20 Şubat 2016 Cumartesi

Zinciriye'nin Tılsımı


Ulu Cami görkemli bir yapıt... Minaresi kentin sembolü... Her noktada gözünüzün içinde... 
Yaz sıcağında cami avlusunun yeşilleri altına saklanıp serinliği yudumlarken minarenin haşmetini algılıyorsunuz. Taşlar uçup gitmiş gökyüzüne. Üstünde ayetler yazılmış. Yukarda Zinciriye Medresesi, aşağıda Ulu Cami. Kentin sembolleri. Aklınızdaki sembolleri birbirine düğüm ederken eski bir efsane gelip oturuyor önünüze. 
Zinciriye Medresesi ile Ulu Cami arasında yıllar önce bir zincir varmış, iki kutsal yapıt birbirine bağlıymış. Neden bağlanmış birbirine acaba? 
Kutsiyetleri birbirini güçlendirirmiş. Kenti koruyup kollarmış bu bağlılık. Gerçekten bir tılsımı varmış bu bağlılığın. Kenti kötülüklerden korurmuş. Özellikle insanı... Yaz sıcağında kente dağılan yılanlar, akrepler bu tılsıma çarpar düşerlermiş yere. Hiç kimseyi akrep sokmazmış. Mezopotamya'nın akrepleri el gibi. Zehri morartır öldürür insanı. Ne zaman ki bu zincir kırılmış, o zaman tılsım bozulmuş. Akrepler bayram etmiş.

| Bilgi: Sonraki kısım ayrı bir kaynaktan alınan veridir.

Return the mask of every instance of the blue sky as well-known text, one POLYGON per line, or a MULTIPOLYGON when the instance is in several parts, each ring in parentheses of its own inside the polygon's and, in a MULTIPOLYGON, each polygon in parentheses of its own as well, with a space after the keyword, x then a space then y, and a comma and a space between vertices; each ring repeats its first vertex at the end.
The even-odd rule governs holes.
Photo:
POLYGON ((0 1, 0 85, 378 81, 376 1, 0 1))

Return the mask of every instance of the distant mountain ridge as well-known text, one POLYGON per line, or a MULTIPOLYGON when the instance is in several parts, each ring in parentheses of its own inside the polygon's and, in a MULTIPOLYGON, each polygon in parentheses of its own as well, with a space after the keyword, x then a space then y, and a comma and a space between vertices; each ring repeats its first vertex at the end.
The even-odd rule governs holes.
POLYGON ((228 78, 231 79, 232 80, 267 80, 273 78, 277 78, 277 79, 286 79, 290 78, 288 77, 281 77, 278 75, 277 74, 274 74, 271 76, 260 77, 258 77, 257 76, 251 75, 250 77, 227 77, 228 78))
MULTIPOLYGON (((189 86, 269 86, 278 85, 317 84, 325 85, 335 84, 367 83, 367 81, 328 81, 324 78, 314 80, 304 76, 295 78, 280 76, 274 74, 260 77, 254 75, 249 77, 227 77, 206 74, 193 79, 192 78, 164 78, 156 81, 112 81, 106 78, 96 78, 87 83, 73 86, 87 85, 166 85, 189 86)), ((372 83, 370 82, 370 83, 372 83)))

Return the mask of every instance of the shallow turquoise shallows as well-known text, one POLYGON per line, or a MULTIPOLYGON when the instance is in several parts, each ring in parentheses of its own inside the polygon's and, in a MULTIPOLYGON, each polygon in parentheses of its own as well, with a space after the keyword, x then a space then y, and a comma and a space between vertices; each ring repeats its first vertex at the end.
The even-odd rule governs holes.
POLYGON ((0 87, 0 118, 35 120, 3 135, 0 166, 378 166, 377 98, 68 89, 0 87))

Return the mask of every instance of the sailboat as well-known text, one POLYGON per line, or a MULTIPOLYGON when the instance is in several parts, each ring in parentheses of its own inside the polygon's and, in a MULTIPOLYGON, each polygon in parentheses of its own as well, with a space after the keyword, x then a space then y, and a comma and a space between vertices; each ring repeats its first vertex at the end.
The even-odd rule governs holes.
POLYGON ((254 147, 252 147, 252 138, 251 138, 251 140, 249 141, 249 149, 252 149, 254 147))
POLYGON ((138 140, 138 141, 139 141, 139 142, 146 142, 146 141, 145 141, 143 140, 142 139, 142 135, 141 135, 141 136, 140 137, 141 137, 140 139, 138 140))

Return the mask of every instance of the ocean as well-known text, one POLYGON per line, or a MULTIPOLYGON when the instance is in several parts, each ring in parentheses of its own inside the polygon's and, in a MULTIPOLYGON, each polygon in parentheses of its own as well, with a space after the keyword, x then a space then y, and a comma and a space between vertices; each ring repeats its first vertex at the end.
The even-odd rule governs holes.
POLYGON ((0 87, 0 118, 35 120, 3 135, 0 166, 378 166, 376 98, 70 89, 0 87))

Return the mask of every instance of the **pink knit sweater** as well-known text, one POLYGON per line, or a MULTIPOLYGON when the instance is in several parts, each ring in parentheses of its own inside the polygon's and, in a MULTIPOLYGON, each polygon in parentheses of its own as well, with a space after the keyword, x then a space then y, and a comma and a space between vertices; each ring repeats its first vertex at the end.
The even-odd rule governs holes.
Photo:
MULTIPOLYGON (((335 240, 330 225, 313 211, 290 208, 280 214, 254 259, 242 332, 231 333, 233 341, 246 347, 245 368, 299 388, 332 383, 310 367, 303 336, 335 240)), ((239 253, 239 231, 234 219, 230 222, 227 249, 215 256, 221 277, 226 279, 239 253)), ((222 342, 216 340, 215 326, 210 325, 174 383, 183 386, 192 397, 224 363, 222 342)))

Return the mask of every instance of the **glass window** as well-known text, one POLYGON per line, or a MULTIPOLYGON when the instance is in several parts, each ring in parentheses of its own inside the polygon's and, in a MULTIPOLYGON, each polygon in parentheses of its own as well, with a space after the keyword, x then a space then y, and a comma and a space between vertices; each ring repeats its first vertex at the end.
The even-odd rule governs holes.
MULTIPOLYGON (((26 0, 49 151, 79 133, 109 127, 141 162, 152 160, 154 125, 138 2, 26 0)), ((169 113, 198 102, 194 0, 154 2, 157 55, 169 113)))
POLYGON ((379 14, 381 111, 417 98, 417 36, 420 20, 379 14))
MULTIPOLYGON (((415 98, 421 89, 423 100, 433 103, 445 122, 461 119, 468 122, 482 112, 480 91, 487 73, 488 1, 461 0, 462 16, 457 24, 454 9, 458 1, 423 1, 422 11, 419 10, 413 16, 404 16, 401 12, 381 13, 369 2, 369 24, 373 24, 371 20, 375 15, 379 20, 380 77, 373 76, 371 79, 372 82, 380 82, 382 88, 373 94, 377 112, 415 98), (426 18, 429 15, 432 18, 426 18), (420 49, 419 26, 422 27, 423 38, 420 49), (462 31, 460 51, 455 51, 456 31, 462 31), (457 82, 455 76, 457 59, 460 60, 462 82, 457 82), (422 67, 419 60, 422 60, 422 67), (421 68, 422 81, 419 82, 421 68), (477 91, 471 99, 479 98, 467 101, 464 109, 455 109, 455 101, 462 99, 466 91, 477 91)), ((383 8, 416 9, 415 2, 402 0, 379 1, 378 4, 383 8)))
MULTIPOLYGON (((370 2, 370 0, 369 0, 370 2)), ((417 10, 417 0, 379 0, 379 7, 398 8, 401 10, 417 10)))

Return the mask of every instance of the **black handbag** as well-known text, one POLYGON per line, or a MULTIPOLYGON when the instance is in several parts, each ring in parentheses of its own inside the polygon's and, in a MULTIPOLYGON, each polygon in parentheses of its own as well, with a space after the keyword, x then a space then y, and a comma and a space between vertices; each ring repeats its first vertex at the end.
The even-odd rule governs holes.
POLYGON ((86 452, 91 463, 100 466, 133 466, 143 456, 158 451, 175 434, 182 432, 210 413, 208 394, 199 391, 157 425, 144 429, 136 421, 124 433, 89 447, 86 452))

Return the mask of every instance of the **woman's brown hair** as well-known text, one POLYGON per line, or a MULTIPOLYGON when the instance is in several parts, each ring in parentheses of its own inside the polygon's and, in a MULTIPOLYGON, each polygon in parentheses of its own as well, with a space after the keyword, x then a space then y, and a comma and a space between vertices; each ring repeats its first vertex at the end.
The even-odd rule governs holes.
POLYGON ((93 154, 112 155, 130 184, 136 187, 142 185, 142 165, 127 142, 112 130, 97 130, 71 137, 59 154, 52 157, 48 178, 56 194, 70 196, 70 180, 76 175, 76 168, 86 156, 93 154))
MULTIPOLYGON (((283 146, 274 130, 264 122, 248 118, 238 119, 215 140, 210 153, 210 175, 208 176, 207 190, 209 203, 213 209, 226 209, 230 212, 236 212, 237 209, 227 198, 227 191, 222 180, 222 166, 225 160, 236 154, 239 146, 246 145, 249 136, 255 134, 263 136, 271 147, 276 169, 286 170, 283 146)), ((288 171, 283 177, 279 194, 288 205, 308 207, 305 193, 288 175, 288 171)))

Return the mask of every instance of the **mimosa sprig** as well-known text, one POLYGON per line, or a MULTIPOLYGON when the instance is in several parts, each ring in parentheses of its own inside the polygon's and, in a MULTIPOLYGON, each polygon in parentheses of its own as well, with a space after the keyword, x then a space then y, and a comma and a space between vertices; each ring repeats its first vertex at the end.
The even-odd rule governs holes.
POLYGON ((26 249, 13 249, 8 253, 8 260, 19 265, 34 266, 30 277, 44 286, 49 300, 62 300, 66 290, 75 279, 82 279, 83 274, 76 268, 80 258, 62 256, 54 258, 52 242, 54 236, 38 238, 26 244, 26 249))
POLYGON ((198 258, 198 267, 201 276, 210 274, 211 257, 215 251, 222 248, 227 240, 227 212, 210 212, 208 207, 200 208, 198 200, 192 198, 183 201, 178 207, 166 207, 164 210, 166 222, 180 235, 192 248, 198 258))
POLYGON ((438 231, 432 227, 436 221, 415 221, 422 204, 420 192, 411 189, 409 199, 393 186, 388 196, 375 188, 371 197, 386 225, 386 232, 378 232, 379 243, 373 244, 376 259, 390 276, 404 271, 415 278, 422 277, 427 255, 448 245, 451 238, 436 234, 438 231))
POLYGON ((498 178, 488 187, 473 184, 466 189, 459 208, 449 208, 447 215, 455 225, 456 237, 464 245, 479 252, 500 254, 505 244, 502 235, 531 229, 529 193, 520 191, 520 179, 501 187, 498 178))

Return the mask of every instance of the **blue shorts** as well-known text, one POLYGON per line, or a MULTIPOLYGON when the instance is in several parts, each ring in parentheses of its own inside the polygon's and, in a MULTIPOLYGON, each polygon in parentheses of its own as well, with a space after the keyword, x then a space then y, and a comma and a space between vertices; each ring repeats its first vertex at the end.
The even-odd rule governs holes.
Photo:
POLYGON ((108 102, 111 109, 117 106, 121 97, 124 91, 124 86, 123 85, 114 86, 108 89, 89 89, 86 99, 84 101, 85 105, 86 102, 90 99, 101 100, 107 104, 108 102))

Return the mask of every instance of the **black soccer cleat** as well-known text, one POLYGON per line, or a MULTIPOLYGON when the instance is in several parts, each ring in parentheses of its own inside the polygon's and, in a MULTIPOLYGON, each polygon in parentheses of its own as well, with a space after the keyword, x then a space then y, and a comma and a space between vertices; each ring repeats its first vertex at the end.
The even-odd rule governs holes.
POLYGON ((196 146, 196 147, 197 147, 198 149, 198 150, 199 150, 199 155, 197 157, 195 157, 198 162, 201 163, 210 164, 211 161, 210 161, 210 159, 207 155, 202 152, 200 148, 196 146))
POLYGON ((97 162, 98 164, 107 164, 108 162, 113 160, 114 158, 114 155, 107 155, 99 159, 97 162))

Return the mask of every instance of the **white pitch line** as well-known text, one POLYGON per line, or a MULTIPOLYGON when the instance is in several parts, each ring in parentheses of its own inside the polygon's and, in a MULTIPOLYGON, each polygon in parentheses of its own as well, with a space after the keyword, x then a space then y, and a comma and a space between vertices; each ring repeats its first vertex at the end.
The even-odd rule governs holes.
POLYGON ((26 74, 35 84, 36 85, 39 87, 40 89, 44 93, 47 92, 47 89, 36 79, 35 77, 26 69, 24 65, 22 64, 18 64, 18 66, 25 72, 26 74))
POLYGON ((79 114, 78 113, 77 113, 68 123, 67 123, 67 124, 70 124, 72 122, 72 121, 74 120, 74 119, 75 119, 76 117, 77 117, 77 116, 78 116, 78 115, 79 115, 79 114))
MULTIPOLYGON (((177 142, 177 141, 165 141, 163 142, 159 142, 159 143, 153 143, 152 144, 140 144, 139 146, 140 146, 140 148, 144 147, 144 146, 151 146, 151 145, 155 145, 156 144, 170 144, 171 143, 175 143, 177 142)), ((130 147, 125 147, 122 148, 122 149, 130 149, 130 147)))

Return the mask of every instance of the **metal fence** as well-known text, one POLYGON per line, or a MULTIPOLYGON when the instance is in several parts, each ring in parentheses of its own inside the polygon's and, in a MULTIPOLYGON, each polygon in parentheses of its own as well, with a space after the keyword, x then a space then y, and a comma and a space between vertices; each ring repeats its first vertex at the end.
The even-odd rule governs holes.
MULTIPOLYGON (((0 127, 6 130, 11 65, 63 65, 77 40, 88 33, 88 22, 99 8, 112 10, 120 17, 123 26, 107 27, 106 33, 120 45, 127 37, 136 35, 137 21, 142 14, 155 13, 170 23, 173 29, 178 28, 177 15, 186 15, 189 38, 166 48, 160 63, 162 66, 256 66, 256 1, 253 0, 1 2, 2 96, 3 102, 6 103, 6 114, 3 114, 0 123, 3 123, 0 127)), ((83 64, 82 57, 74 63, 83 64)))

Zinciriye'nin zinciri yok ama anlatılan efsanesi var. Ulu Cami muhteşem kolonları, minaresi, bahçesi ile kentin tam ortasında Zinciriye kalenin dibinde. Her gün birbirlerine el uzatıyorlar hasretle. Zincir kırılınca bağları kopmuş. Ruhları ayrı düşmüş. Ama kentin panoraması içinde yine birlikteler. Zincirle değil ama kentin karşısına geçip hayranlıkla bakan insanlar onları gözleri ile birleştiriyor. Ellerini kavuşturup tılsımı görsel düzlemde birleştiriyorlar... 
Yüzyıllık minarenin üzerinden kalkan güvercinler biraz sonra Zinciriye Medresesi'nin kümbetinin üstüne konuyor. Kuşlarda ışık da gözler de onları hep ele ele tutuşturuyor.